Campagne occidentali. Ashurnasirpal fece quattro campagne a ovest. Quando le sue truppe raggiunsero l'Eufrate, attraversarono le acque su zattere. Molte città si sono presentate senza combattere e hanno offerto regali sontuosi. Quando raggiunse il Mediterraneo, lavò cerimonialmente le sue armi in mare. È stato intrattenuto con regali esotici dalle città fenicie, comprese scimmie e creature marine, nonché boschi rari dell'Africa equatoriale. Il re abbatté alberi ad alto fusto e li riportò in Assiria per usarli nella costruzione dei templi.

Attività di costruzione. Gran parte della ricchezza ricevuta da Ashurnasirpal dalle sue campagne fu investita nella costruzione della città di Kalhu (moderna Nimrud), originariamente abitata nel terzo millennio e ampliata da Shalmaneser I (circa 1273 - circa 1244 aC). Assurnasirpal ricostruì la città, impiegando un gran numero di lavoratori dalla corvée assira e deportati dai territori conquistati. Con una superficie di centinaia di acri, la città era circondata da un muro protettivo di mattoni di fango. Per la nuova città Ashurnasirpal fece scavare un canale, creare uno zoo e piantare frutteti con un'ampia varietà di alberi e viti importati, autoctoni ed esotici. Ashurnasirpal costruì un enorme palazzo come sua residenza principale, così come un tempio, altri palazzi e uno ziggurat dedicato a Ninurta, la divinità protettrice della città. Ha anche costruito o ricostruito nuovi templi per molti altri dei del regno. La città rimase la capitale dell'impero fino alla fine dell'VIII secolo. Per celebrare la ricostruzione della sua capitale Ashurnasirpal ha organizzato un enorme banchetto, invitando dignitari provenienti da regioni lontane come Iran, Anatolia e Fenicia. Inscritto su una stele reale, il verbale della celebrazione descrive con grande gusto gli elaborati preparativi per l'evento e i cibi scelti che sono stati serviti. Dopo un lungo elenco di piatti preparati per il banchetto, il re ha presentato un elenco dei suoi ospiti d'onore.

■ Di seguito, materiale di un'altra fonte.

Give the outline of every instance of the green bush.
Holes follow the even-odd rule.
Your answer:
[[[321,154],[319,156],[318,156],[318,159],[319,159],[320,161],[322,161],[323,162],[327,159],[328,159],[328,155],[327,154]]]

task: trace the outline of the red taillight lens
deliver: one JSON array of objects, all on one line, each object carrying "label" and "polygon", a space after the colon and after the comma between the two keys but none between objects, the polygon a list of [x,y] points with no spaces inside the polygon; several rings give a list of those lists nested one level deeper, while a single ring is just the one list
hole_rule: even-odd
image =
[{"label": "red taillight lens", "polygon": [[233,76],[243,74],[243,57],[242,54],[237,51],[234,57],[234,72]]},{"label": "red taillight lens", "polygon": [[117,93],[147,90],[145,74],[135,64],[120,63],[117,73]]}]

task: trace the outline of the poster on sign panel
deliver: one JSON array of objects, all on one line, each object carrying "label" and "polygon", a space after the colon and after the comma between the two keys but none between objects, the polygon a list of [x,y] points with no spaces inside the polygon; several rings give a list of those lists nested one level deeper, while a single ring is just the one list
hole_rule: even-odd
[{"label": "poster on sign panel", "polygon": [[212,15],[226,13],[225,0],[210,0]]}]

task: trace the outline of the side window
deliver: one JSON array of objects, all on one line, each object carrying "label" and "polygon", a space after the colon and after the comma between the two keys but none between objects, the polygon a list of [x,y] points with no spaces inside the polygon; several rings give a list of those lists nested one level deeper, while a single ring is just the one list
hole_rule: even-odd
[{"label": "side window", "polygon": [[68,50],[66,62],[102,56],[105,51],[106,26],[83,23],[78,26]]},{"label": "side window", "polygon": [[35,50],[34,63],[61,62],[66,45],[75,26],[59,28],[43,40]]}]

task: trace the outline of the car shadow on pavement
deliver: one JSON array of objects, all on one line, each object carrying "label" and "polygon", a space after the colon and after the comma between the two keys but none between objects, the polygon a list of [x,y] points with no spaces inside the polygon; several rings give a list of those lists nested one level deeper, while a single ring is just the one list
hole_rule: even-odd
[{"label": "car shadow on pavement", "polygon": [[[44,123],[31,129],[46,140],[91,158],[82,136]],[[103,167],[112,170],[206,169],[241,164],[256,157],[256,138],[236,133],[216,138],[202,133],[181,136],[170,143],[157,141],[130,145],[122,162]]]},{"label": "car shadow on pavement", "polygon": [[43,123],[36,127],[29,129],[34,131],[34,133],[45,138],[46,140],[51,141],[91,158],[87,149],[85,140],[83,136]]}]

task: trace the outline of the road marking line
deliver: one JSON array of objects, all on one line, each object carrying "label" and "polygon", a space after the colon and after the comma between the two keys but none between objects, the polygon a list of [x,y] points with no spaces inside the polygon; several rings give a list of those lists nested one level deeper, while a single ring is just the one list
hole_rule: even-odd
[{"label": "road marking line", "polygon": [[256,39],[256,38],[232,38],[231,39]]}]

Il palazzo nordoccidentale. Oggi, la residenza principale di Ashurnasirpal, il palazzo più grande e importante costruito sul sito di Kalhu, è chiamato Palazzo Nord-Ovest. Le stanze del palazzo sono state trovate rivestite con grandi lastre di pietra recanti rilievi e iscrizioni che lodavano le gesta del re. Originariamente dipinti con colori vivaci, i rilievi raffigurano campagne reali, cacce e rituali. Enormi tori e leoni alati dalla testa umana proteggevano simbolicamente gli ingressi al palazzo e le sue porte. Nel 1989 una spedizione archeologica condotta dal Dipartimento iracheno di antichità e patrimonio ha scoperto all'interno del palazzo le tombe di tre regine assire vissute nell'VIII secolo a.C. Gli spettacolari ritrovamenti nella camera della tomba includono gioielli, vasi e ornamenti, molti d'oro.